The video explains the epsilon-delta definition of limits and demonstrates how to use it to rigorously prove the existence of a limit.

## Questions & Answers

### Q: What does the epsilon-delta definition of limits state?

The epsilon-delta definition states that for a limit to exist, there must be a positive epsilon that determines how close the function's output needs to be to the limit, and a corresponding delta that determines the distance from the input to the limit.

### Q: How is the concept of limits applied in the video?

The video applies the concept of limits to prove the existence of the limit of a function as x approaches a specific value.

### Q: How is the example function defined in the video?

The example function, f(x), is defined to be equal to 2x for all values of x except when x is 5. For x = 5, f(x) is equal to 5 itself.
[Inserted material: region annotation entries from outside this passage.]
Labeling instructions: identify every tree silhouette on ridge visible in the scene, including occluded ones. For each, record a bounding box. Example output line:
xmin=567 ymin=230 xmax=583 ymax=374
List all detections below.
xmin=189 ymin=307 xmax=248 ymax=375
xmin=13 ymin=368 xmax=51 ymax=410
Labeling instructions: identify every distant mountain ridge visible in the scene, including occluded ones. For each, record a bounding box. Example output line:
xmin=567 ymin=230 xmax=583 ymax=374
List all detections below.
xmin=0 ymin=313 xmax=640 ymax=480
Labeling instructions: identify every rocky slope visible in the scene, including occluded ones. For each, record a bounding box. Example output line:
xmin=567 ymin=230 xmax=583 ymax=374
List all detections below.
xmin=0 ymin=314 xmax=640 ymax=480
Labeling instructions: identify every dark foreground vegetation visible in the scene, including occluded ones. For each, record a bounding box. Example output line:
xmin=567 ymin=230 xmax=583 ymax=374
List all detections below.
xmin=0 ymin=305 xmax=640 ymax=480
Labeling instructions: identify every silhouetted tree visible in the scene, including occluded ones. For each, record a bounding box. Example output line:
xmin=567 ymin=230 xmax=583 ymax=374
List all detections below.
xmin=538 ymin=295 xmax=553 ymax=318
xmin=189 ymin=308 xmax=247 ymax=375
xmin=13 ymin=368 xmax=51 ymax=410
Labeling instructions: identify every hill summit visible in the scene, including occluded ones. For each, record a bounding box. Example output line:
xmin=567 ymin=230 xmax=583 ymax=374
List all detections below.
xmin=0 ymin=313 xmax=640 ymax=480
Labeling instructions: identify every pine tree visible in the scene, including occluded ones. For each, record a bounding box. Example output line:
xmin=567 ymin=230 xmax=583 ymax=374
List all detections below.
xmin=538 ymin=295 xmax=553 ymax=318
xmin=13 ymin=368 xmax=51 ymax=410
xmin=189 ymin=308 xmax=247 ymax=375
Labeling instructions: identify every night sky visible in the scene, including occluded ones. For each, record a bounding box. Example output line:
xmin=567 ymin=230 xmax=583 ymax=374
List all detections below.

### Q: What is the goal of the video?

The goal of the video is to demonstrate how to use the epsilon-delta definition to rigorously prove the existence of the limit of the example function as x approaches 5.

## Summary & Key Takeaways

• The epsilon-delta definition of limits states that for a limit to exist, there must be a positive epsilon that determines how close the function's output needs to be to the limit, and a corresponding delta that determines the distance from the input to the limit.

• The video presents an example function, where f(x) is equal to 2x for all x except when x is 5, in which case it is equal to x.

• Using the epsilon-delta definition, the video aims to prove that the limit of f(x) as x approaches 5 is equal to 10.